Given the tremendous market opportunity, I was immediately drawn to Resolve’s deep roots in automation. Drawing on my 20 years of experience with a wide range of tech companies, I am incredibly excited about the possibility for automation and AIOps to truly transform IT operations. These technologies are game changers for companies — not just to survive, but to thrive in the current environment. As we’ve seen over the last few months as digital transformation has rapidly accelerated, automation is absolutely necessary to succeed. Resolve is uniquely positioned to meet these needs and usher in the next generation of IT operations.
How would you best describe what Resolve offers IT companies?

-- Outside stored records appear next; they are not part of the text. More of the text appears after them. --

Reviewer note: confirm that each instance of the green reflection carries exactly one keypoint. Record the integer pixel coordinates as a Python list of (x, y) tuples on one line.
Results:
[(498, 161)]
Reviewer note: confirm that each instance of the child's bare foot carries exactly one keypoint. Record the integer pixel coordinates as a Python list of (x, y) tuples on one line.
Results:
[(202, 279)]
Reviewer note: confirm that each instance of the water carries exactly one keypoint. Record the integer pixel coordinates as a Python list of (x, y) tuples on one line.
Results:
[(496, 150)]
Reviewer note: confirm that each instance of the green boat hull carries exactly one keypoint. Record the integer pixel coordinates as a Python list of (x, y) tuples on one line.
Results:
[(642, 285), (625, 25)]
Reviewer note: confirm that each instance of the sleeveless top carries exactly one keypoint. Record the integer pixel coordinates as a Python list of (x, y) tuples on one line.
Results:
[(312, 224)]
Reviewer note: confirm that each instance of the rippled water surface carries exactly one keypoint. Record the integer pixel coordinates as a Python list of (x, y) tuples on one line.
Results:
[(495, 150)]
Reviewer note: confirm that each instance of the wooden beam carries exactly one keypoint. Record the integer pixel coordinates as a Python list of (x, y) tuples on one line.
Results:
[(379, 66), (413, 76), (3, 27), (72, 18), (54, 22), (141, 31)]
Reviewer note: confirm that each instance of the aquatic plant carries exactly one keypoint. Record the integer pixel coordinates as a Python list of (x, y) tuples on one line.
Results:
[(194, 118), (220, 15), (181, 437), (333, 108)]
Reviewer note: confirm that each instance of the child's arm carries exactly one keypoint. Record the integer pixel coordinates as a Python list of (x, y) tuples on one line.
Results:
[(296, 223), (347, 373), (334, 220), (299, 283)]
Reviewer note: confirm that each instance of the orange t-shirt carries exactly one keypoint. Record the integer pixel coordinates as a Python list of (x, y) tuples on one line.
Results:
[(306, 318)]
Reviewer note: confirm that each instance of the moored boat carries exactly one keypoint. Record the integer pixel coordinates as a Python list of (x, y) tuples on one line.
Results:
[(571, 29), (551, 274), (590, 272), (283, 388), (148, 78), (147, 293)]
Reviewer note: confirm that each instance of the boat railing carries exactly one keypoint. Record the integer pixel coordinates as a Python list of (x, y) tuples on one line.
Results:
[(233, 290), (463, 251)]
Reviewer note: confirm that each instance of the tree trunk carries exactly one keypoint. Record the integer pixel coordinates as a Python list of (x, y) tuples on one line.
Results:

By combining cutting-edge AIOps capabilities with our industry-leading automation platform, Resolve helps IT teams achieve more agile, autonomous IT operations even as infrastructure continues to expand in scope and complexity. Our unified product offers a closed loop of discovery, analysis, detection, prediction, and automation, including prebuilt automations that can be autonomously triggered by AIOps insights to stay ahead of problems and lighten the load on IT organizations.
Our goal is to help ITOps, NetOps, and Service Desk teams meet the growing demands on IT, streamline operations, reduce costs, improve MTTR and performance, and accelerate service delivery through the power of automation and AIOps.
For readers who are not familiar with the term AIOps, can you explain what this term describes and what makes it so important?
AIOps – or AI for IT Operations – helps streamline the management of complex, hybrid IT environments by deploying AI, machine learning and advanced analytics to aggregate, analyze, and contextualize tremendous amounts of data amassed from various sources across the IT ecosystem. These insights facilitate the identification of existing or potential performance issues while spotting anomalies and pinpointing the probable root cause of incidents. Over time, machine learning can predict future issues and proactively automate fixes before they affect the business.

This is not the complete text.